Dans gafaholic, un enchevêtrement de lignes fines et continues semble dessiner un chaos abstrait, organique et indéchiffrable. Pourtant, derrière ce désordre apparent, se cache une structure méthodique : l’artiste a disposé les 26 lettres de l’alphabet autour d’un cercle, puis relié les lettres successives formant les noms des cinq géants du numérique — Google, Apple, Facebook, Amazon, Microsoft — les « GAFAM ».

Le résultat visuel est une cartographie mentale et obsessionnelle, une calligraphie du pouvoir algorithmique. Chaque ligne est une trajectoire, chaque boucle un nom propre devenu sigle, chaque croisement une interférence dans notre quotidien numérique.

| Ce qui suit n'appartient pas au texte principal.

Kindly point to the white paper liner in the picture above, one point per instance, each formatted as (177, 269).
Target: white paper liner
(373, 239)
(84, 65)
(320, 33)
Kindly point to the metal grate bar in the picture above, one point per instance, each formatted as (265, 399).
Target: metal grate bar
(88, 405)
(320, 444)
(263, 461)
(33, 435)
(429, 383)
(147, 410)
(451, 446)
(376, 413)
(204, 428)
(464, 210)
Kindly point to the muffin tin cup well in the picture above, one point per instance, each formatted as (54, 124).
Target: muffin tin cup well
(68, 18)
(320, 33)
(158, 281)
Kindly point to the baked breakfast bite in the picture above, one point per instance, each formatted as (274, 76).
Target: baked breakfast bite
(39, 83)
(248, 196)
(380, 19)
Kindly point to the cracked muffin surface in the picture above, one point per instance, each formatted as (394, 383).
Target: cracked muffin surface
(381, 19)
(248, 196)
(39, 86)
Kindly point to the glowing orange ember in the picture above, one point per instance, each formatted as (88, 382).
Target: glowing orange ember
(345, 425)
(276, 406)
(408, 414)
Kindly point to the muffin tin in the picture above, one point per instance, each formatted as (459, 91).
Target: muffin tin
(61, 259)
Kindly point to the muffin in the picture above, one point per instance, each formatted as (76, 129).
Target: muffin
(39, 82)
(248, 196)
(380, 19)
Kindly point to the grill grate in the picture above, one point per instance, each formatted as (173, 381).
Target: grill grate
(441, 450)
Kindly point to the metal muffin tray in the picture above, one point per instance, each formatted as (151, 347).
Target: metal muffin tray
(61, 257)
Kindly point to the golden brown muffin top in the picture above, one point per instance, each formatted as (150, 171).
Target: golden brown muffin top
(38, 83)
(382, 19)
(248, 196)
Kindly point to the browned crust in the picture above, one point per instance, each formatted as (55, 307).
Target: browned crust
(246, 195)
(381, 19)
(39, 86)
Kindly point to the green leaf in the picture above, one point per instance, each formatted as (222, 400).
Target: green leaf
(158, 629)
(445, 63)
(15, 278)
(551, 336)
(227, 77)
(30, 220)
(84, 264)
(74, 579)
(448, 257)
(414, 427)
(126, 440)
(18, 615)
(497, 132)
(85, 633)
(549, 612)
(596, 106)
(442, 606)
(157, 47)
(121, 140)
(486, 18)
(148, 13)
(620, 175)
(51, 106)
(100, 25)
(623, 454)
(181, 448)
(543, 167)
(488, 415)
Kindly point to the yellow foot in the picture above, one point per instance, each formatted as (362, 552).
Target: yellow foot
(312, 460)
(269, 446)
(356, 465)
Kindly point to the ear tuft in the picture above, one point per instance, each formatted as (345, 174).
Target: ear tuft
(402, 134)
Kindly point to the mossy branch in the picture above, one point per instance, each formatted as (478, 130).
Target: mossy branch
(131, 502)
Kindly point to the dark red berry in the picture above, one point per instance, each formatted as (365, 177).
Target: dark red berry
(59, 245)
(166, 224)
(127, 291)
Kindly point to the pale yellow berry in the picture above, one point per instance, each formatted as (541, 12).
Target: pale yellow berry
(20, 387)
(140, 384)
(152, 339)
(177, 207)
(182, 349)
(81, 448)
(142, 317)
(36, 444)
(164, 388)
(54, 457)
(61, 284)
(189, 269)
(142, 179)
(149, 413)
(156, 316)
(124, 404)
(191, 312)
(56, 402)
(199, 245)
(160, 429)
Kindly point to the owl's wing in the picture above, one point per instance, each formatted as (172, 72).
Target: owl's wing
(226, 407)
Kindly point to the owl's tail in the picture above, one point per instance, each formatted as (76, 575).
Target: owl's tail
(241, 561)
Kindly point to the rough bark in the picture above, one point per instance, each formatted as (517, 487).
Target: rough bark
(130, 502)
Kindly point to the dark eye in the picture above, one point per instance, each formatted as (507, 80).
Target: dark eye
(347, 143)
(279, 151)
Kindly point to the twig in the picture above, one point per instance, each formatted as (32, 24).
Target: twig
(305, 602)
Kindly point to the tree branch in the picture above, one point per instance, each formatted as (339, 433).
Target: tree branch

Ces noms sont partout, mais illisibles ici — ils perdent leur lisibilité pour devenir forme pure, intrusion esthétique.

Ce qui frappe, c’est l’effet de dépendance implicite : le geste répétitif de tracer les lettres des GAFAM, leur interconnexion circulaire, traduit une obsession contemporaine. On ne lit plus « Google », on tourne autour. L’œuvre devient ainsi un portrait inconscient de l’utilisateur moderne : pris dans une boucle comportementale, hypnotisé par les géants qu’il alimente.

gafaholic n’est pas seulement un mot-valise. C’est un diagnostic graphique.